Title: Transition Point in the Information Continuum (Dimension 6 of Matrix of Digital Curation Knowledge and Competencies)
Author: Christopher (Cal) Lee, School of Information and Library Science, University of North Carolina at Chapel Hill
Draft: June 17, 2009 (Version 18)
Project: DigCCurr (IMLS Grant # RE-05-06-0044)

Creative Commons Attribution Non-Commercial Share-Alike 3.0 License
[http://creativecommons.org/licenses/by-nc-sa/3.0/]

The figure below represents the major transition points of digital objects. This is the sixth dimension of the DigCCurr Matrix. The arrows illustrate many -- but not all -- of the potential paths of information flowing through the transition points. Information flow can take the form of information packages that contain digital objects, the digital objects themselves, parts of digital objects, surrogates, and information about digital objects. Ideally, policies will determine whether movement of information constitutes a formal transfer of custody (and associated responsibility) or instead constitutes simply a "copy" of information, with primary curatorial responsibilty remaining unchanged.

There are two transition points specifically devoted to transfer (to archives and to secondary use environment), because these are both transition points that often require specific "staging areas" for the purposes of storage and (often extensive) treatment of the digital objects. When the path into the archives or secondary use environment is relatively immediate and unmediated, then the "transfer" transition point is effectively not addressed as a distinct transition point (e.g. creator self-submission into an archive or secondary use environment for immediate access by others).

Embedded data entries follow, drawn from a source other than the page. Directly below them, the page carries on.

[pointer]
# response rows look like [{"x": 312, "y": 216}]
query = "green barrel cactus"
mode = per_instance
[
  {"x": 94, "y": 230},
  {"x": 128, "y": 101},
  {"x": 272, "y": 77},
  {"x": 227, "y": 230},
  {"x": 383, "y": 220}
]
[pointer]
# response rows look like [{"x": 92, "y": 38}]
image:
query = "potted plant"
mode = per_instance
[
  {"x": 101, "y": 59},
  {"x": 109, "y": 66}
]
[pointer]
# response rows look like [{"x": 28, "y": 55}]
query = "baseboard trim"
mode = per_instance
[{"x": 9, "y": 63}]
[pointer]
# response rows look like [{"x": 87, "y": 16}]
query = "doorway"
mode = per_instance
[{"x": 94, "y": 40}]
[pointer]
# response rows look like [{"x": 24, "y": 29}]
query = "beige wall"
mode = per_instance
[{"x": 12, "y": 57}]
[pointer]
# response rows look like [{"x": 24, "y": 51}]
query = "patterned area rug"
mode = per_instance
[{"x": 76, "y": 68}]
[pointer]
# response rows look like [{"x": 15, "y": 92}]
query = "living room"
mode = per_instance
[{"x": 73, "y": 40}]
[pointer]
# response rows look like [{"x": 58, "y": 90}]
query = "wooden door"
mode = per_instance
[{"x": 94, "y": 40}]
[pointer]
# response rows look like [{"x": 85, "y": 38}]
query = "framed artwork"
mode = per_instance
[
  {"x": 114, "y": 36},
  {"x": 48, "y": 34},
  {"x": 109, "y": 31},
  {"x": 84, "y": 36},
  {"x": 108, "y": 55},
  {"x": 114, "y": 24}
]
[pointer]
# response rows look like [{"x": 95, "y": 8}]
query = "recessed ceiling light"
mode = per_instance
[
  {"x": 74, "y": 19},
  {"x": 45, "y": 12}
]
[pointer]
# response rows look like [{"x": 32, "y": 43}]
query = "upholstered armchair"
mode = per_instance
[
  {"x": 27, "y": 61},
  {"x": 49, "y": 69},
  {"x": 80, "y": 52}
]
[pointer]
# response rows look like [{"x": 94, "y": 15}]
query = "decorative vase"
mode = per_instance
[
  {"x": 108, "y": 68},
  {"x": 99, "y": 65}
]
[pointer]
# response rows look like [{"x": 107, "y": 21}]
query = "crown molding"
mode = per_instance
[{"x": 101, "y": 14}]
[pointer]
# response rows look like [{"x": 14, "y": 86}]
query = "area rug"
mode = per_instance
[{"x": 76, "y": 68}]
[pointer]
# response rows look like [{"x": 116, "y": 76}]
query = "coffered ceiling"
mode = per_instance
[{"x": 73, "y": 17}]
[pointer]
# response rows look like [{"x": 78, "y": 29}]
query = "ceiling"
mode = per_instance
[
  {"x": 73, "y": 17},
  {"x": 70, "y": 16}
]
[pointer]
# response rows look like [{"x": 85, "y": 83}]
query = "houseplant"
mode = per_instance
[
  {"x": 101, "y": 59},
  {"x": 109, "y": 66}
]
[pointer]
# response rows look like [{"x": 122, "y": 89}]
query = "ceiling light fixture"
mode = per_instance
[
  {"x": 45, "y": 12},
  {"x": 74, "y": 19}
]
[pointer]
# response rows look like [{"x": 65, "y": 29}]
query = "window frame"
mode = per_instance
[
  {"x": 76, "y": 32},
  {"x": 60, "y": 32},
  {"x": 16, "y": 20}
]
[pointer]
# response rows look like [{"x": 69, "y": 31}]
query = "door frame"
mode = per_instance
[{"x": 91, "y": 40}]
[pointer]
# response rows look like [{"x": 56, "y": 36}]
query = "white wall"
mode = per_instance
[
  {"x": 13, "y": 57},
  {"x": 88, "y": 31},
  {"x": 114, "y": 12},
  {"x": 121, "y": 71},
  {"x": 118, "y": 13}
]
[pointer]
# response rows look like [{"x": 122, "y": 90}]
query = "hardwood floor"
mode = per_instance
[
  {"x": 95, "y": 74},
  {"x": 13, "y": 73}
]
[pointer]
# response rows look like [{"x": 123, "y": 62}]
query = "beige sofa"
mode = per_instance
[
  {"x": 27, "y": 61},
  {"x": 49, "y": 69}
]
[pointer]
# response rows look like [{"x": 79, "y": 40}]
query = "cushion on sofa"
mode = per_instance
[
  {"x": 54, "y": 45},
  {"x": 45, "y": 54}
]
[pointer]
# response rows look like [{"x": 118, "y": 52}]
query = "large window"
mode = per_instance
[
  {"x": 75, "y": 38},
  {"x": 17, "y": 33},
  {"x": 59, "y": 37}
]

It is very important to note:

  1. Not all digital objects will pass through all transition points (e.g. not all digital objects that are subject digital curation requirements will be transfered to a separate archives).
  2. Transition points can occur more than once (e.g. the same set of digital objects could be moved into many different secondary use environments).
  3. There is no single, linear order to the transition points (recursion, iteration and parallel execution are common and often acceptable).
  4. Responsibility for specific tranistion points will often be shared, and responsibility can shift over time.